According to the latest Census report, the average age of women who gave birth for the first time was 25 years old, a record high. And, of the 4 million women who have babies each year, more than 100,000 are 40 years and older.
"Are we just doing the hip mom thing in order to round up an audience to sell minivans to," Gore asks, "to make you feel like you have to buy a lot of stuff? 'No, you're not washed up. We've got some really cute bags for you. You don't have to lose your Sex-and-the-City edge.'"
Platina-Phipps, 37, who owns a design and branding studio in New York City, admits that she fears losing her edge now that she's the mother of 17-month-old Giovanna. "I almost want to act out being hip now because I don't want to look like a mom," she says. "I just cut my bangs super short and started wearing dark lipstick to combat the dark circles under my eyes."
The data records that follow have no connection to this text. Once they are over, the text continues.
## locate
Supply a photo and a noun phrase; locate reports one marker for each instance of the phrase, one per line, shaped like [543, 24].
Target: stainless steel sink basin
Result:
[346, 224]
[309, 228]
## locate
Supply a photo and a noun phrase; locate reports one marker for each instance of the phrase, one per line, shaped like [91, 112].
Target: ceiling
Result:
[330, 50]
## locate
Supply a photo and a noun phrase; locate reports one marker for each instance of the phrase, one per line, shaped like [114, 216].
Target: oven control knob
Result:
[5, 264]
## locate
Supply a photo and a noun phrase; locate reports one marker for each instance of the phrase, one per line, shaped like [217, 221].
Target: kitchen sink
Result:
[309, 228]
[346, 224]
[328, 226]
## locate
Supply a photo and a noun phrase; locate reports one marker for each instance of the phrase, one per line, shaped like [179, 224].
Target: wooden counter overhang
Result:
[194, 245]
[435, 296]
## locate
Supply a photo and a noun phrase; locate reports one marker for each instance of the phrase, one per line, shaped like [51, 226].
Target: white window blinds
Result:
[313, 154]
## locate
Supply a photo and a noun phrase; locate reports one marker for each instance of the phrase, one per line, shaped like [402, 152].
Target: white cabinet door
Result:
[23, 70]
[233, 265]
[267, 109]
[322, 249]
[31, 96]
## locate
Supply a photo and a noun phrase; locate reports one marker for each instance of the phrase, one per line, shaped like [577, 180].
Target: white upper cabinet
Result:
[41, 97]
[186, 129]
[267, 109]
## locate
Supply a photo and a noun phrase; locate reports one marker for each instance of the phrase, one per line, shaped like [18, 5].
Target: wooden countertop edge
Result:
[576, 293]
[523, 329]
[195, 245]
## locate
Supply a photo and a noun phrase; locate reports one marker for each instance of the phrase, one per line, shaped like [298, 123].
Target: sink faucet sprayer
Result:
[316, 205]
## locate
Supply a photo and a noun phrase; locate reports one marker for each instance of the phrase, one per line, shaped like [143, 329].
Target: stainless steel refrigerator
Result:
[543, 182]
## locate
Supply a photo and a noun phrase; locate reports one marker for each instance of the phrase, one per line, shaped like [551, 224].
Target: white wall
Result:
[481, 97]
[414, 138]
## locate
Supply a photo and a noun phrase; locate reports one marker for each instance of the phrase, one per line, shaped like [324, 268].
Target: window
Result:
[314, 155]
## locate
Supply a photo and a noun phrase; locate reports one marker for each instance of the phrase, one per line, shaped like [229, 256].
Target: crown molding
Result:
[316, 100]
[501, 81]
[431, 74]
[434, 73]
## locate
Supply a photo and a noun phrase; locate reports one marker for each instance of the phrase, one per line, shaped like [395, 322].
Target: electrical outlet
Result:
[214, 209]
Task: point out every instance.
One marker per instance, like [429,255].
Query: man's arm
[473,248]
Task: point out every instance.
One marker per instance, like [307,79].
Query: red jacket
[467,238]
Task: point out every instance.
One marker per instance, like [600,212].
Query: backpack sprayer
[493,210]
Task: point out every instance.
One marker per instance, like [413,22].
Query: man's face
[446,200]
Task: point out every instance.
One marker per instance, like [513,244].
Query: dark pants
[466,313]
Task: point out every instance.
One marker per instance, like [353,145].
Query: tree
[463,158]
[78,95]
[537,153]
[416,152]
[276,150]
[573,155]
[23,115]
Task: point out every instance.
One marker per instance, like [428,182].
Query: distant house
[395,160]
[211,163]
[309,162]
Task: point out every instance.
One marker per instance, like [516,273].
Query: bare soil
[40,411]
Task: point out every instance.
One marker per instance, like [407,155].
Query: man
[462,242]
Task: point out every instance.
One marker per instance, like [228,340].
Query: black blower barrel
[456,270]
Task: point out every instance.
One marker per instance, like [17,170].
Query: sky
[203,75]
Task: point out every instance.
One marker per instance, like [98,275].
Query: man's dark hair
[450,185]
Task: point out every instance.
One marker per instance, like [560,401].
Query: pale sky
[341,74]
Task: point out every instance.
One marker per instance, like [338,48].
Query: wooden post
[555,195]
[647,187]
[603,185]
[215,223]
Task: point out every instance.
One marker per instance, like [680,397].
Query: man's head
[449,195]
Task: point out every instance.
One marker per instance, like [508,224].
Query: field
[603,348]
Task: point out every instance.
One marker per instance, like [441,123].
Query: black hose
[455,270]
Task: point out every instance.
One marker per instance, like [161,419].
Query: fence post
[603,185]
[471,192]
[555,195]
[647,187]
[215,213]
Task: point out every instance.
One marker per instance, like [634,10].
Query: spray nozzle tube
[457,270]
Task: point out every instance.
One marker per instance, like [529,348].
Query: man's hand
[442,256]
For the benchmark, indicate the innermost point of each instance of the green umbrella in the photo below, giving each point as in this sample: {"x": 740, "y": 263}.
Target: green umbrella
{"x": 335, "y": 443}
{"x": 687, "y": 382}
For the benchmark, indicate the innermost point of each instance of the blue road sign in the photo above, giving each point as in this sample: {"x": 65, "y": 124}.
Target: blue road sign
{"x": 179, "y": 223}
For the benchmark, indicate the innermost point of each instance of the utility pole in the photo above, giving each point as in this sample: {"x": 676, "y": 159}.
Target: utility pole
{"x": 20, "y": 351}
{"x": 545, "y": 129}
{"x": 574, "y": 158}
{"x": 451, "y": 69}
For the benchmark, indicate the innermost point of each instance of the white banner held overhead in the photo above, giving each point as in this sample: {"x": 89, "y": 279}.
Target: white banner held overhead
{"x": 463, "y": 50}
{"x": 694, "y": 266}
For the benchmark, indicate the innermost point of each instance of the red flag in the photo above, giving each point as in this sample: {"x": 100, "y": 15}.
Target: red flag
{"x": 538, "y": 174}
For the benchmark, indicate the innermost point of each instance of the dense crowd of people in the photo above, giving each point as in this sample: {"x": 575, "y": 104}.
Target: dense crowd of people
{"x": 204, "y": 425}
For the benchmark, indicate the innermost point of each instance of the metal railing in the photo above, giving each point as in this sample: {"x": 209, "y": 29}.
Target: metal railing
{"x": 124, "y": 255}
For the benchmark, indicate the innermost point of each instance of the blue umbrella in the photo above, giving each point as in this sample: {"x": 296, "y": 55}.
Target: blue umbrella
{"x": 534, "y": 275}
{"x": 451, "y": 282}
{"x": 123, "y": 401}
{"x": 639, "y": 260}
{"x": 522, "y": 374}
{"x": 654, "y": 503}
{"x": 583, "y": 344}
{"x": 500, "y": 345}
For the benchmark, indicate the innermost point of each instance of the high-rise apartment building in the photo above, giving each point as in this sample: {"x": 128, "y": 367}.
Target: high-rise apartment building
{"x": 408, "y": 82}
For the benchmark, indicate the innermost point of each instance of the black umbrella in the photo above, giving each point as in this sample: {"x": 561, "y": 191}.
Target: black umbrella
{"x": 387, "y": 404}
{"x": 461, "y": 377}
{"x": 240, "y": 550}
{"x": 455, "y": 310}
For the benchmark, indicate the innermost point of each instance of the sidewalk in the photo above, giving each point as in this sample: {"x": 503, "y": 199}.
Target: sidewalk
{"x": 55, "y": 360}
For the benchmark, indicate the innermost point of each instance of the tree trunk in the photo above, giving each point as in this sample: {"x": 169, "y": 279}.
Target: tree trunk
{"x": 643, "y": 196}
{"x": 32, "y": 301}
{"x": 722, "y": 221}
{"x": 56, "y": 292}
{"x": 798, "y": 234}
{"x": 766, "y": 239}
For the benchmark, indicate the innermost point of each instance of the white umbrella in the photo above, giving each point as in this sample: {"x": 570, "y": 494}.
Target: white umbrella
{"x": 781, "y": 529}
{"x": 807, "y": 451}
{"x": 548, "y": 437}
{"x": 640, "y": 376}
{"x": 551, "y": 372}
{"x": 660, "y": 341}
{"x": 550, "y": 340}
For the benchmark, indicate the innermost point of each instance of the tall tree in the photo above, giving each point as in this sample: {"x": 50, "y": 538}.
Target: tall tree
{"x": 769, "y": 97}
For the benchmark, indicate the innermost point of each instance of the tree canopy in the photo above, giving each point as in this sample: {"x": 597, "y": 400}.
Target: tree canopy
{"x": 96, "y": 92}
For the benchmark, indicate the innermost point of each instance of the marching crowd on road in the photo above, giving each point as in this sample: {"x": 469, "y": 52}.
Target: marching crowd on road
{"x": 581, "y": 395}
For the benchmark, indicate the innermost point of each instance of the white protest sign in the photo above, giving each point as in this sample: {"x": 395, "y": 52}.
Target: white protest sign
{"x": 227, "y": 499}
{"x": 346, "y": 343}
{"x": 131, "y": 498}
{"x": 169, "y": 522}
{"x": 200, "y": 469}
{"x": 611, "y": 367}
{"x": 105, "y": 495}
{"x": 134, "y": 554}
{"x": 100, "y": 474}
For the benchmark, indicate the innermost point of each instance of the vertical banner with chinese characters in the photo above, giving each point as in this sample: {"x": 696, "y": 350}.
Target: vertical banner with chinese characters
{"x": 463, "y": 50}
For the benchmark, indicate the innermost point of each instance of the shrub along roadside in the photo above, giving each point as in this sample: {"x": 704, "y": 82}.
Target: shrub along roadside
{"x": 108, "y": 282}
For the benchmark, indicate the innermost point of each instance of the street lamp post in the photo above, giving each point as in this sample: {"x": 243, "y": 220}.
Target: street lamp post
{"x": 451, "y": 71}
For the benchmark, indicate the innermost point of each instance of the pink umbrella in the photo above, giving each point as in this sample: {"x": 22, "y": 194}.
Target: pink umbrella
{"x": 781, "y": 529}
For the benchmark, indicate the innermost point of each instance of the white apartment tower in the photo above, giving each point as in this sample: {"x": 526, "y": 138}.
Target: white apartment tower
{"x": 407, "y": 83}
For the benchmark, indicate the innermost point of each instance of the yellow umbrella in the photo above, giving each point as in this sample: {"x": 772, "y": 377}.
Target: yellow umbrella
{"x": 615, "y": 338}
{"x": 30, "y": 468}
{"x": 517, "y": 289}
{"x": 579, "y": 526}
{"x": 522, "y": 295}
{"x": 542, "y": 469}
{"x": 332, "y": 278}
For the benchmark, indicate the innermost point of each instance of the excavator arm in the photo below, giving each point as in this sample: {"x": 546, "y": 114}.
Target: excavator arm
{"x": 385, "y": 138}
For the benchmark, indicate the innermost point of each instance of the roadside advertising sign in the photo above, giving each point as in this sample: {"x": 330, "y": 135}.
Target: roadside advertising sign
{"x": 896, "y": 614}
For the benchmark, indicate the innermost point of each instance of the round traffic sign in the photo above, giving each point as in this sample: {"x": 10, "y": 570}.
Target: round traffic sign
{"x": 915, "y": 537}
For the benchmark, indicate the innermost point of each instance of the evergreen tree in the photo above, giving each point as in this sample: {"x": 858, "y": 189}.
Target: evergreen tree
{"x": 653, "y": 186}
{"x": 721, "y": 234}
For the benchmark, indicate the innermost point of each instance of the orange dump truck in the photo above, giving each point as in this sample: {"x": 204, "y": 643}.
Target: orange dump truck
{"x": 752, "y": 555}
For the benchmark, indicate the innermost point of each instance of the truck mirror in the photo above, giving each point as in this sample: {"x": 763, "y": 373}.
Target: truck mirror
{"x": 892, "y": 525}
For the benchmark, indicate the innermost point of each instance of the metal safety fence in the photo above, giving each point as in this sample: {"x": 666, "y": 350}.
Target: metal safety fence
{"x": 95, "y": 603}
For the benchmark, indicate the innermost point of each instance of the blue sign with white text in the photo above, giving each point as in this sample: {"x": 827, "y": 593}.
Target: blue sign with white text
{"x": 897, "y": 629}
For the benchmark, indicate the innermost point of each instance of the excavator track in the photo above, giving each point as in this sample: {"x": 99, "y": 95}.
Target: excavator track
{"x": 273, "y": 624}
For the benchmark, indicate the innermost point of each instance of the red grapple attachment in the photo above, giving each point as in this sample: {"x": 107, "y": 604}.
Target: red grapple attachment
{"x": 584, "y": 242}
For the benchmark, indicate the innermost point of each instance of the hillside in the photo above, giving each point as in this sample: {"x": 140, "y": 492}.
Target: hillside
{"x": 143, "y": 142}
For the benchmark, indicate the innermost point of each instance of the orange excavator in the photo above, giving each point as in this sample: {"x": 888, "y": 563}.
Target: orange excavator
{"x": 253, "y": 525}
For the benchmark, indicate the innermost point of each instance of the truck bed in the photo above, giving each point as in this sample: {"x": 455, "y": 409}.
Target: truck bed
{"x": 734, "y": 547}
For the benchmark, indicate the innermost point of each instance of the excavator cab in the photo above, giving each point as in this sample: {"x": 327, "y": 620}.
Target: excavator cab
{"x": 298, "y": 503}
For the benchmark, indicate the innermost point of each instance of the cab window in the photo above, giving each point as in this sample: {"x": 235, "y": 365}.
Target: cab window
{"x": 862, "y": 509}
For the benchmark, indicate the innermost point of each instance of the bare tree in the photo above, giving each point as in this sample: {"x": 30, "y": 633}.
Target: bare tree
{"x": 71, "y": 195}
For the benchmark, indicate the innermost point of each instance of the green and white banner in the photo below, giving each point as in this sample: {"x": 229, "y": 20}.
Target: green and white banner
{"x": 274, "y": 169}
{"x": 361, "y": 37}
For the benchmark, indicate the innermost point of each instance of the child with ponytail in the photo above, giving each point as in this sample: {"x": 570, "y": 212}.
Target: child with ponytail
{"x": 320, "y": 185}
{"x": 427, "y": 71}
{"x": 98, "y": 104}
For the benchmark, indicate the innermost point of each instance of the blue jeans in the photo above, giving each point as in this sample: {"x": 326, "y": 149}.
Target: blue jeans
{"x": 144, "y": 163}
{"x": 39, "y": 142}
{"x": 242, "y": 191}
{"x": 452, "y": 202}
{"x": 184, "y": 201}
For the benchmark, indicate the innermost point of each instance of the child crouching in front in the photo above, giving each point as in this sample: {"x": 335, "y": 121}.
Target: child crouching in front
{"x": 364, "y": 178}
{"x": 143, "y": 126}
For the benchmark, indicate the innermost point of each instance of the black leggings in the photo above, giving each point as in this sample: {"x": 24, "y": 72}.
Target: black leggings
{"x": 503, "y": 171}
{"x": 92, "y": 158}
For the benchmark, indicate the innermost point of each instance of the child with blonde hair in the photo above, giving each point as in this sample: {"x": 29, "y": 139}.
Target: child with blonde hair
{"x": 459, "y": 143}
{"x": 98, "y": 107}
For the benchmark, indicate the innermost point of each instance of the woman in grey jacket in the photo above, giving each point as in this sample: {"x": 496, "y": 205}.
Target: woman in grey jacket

But she would rather be called a "creatively conscientious mother," she says. "In reality what I am is a mother who juggles a lot of different things and I try to have fun doing it."
For her, the upside to this new image of motherhood is that women of her generation seem to be freer from the old social strictures about motherhood. For example, she says a lot of her friends, once working full-time pursuing business careers, have chosen to scale back work to spend more time parenting. And although Platina-Phipps works full-time, she takes her daughter with her on business trips.
Harte, the co-owner of a graphic and web design studio who works from home, agrees. "It does seem like there is a real focus on the family," she says.
But Jones-DeWeever is quick to point out that with the country's current conservative swing and President Bush's agenda to promote marriage, only a certain kind of motherhood is considered hip and fashionable. Women who are poor or chose to become mothers outside of marriage or in same sex relationships are still subject to moralistic overtones.
"I think it's important that we embrace motherhood in the variety of different forms that it takes," she says.
Luchina Fisher is a freelance writer and producer in New York.